With that comparison in mind, the cloud is clearly much more than just a datacenter replacement. In order to free yourself of the past and create the future, you must change how you build software. We quickly learned that if you don’t: (1) automate how you deploy, test, and rollback, (2) automate your infrastructure and security, and (3) take advantage of the potential to significantly increase your speed to market, then “the cloud” can only do so much for your business.

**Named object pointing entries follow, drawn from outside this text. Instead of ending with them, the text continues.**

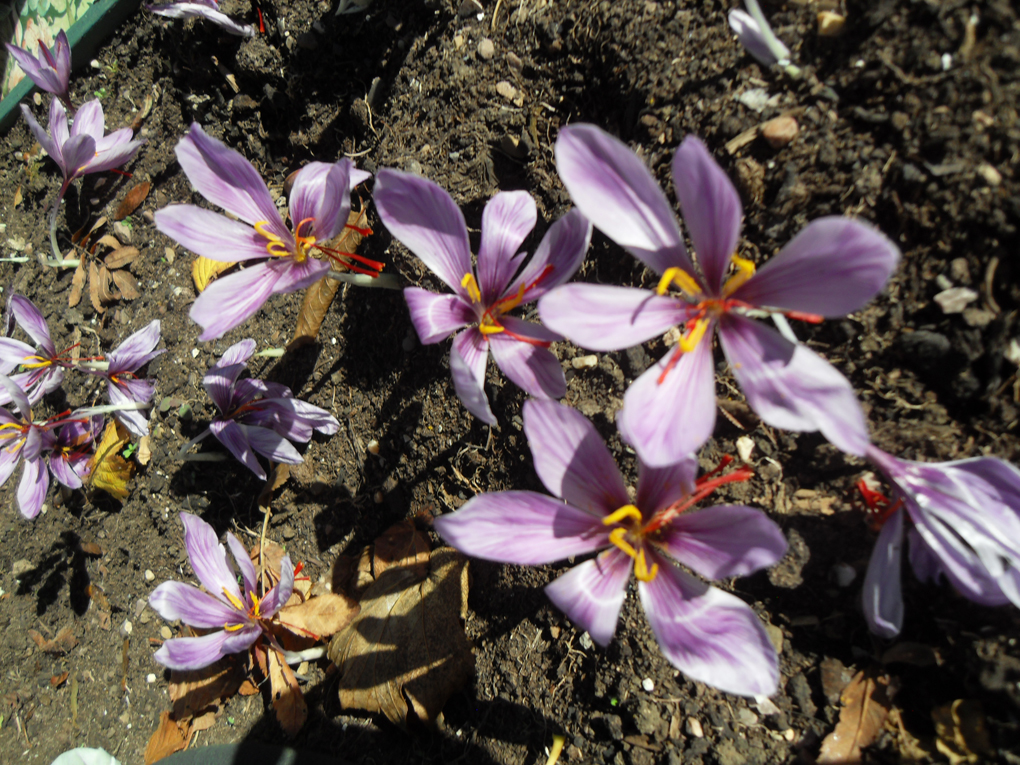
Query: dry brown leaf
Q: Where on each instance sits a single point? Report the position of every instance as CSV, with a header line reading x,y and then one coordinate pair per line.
x,y
126,285
107,469
120,256
132,200
406,651
204,270
319,296
61,644
77,285
319,616
287,699
865,707
94,289
963,734
169,736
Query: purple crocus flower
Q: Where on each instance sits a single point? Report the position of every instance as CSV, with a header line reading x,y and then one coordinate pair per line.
x,y
424,217
964,525
72,450
709,634
23,441
124,386
258,416
239,616
830,268
44,366
51,69
320,203
207,9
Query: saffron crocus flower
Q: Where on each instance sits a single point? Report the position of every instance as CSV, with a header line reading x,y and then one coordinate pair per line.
x,y
320,203
830,268
23,441
256,416
43,365
51,69
239,616
707,633
124,386
82,149
207,9
757,37
425,218
964,524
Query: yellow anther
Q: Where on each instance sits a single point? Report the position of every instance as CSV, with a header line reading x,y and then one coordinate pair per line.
x,y
745,270
681,278
235,601
616,538
690,341
642,570
627,511
471,286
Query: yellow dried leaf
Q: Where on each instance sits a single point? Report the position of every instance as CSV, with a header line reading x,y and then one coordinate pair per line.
x,y
204,270
108,470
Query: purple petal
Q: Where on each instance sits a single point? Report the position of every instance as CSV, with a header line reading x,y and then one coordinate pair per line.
x,y
658,488
616,192
559,255
232,300
226,179
175,600
208,558
235,438
210,235
506,221
792,387
185,654
467,366
137,350
604,317
32,321
831,268
277,597
710,635
724,541
882,596
532,368
571,459
667,421
521,527
321,192
437,316
751,38
201,10
32,490
592,594
427,221
711,209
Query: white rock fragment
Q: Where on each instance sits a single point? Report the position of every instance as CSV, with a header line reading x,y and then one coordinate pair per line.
x,y
956,299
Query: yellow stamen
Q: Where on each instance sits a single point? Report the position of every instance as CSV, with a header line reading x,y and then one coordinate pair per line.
x,y
681,278
642,570
616,538
627,511
471,286
235,601
690,341
745,270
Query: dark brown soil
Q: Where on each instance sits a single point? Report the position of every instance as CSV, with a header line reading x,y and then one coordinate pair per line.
x,y
887,133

At Cox Automotive, we looked to not only change how we prioritized and measured our work and where we ran our software but how we approached software development on the whole. We implemented our version of Scaled Agile Framework across the enterprise, aligning on delivery cadence, transparency, and collaboration. We shifted our organization to better support a “You Build It, You Run It” approach to delivery to emphasize automation, telemetry, tooling, and, most importantly, ownership.

The cloud for us was way more than avoiding having to run datacenters and provision servers. We saw big value in AWS services like Amazon Aurora, AWS Lambda, and Amazon SageMaker, and declared that we were focused on:

  1. Avoiding non-differentiated work, favoring fully-managed services.
  2. Delivering value quickly, favoring speed over insurance policies, like avoiding lock-in by not fully embracing the services that existed. No, we will not solve this with another layer of abstraction, and Yes, you can use AWS Lambda and other proprietary AWS services.
  3. Unifying our teams through a common platform, common vernacular, and common skillset. Multi-cloud was off the table but left as a two-way-door [2] in case certain workloads required different solutions in the future.

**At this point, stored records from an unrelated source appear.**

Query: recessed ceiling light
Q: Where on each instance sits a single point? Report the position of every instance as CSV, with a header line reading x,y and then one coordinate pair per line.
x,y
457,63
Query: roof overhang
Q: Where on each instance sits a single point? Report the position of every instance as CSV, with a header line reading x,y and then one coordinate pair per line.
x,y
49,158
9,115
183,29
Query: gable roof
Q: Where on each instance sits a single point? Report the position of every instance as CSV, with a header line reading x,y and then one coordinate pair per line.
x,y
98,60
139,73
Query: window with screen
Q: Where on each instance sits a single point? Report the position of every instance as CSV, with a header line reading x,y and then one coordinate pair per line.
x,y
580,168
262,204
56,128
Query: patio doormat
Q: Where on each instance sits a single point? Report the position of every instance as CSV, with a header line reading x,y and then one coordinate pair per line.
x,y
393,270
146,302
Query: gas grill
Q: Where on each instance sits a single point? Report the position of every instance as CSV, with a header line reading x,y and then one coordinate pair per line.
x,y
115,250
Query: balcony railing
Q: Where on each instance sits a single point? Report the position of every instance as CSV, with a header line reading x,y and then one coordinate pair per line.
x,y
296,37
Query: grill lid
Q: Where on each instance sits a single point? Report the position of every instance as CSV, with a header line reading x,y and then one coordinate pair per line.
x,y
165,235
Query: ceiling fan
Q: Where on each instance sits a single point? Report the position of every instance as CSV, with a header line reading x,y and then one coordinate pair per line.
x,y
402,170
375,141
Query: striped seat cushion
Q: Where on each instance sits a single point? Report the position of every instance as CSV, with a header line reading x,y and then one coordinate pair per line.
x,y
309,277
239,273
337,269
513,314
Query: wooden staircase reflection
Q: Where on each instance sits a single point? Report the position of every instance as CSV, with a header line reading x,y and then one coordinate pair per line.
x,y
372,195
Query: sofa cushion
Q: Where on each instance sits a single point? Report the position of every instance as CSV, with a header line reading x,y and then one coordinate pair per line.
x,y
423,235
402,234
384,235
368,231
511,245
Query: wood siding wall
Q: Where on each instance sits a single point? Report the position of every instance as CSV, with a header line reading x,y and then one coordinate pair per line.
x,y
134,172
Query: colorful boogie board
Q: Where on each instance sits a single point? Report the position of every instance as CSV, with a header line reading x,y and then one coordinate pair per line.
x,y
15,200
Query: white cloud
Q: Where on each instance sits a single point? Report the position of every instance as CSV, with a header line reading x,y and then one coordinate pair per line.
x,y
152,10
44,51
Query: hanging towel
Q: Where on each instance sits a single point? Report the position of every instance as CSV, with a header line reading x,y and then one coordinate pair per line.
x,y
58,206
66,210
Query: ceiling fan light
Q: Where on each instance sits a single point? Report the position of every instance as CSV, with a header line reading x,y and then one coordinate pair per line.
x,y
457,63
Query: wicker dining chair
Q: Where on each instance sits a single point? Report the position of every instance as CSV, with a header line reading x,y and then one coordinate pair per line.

At the end of the day, our business required speed not insurances. Our industry demanded innovation, and they needed it yesterday. We had to move quickly. With eyes wide open, we chose to embrace services that would make us faster versus worrying too much about how we’d migrate off of a service down the road. I’ve watched many teams and businesses invest a lot of money to create the illusion that changing the technology down the road would be easier. Frankly, the majority of time the change never happened, was never needed, or was never that simple. Be thoughtful about how much you plan for “what if” versus delivering for “what is.”

Be Smart, But Be Fast

We know from history that businesses come and go. Some transform and last a long time while others fail to adjust. My advice is to find the right path for your organization and run along it. Those slow to change will be left behind and those too risk averse may not make it to the finish line. Remember, our businesses were started by taking major risks, over and over. Transformation requires fortitude and big bets. Be smart with the bets you make but you must make a big bet to move quickly.

The good news is that you can start by simply getting started. You can make a big bet shortly thereafter. We see that adoption is often a slow ramp that eventually becomes exponential. Find ways to “hockey stick” your adoption, there are people around you who can help make that happen.

Bryan Landerman
Enterprise Strategist & Evangelist @ AWS
@bryanlanderman
brylando@amazon.com

[1] Cox Enterprises is the parent company of Cox Automotive. It’s owned by the Cox Family in Atlanta, Georgia, and Cox Automotive, Cox Communications, and Cox Media are the divisions owned and operated by Cox Enterprises.

[2] At Amazon, we talk about decisions in terms of one-way and two-way doors. If it’s a decision that is reversible, i.e. you can go back through the door from which you came, then we can make decisions more quickly and be more accepting of failing fast. If it’s a one-way door, we spend more time upfront ensuring that it’s the right direction and decision.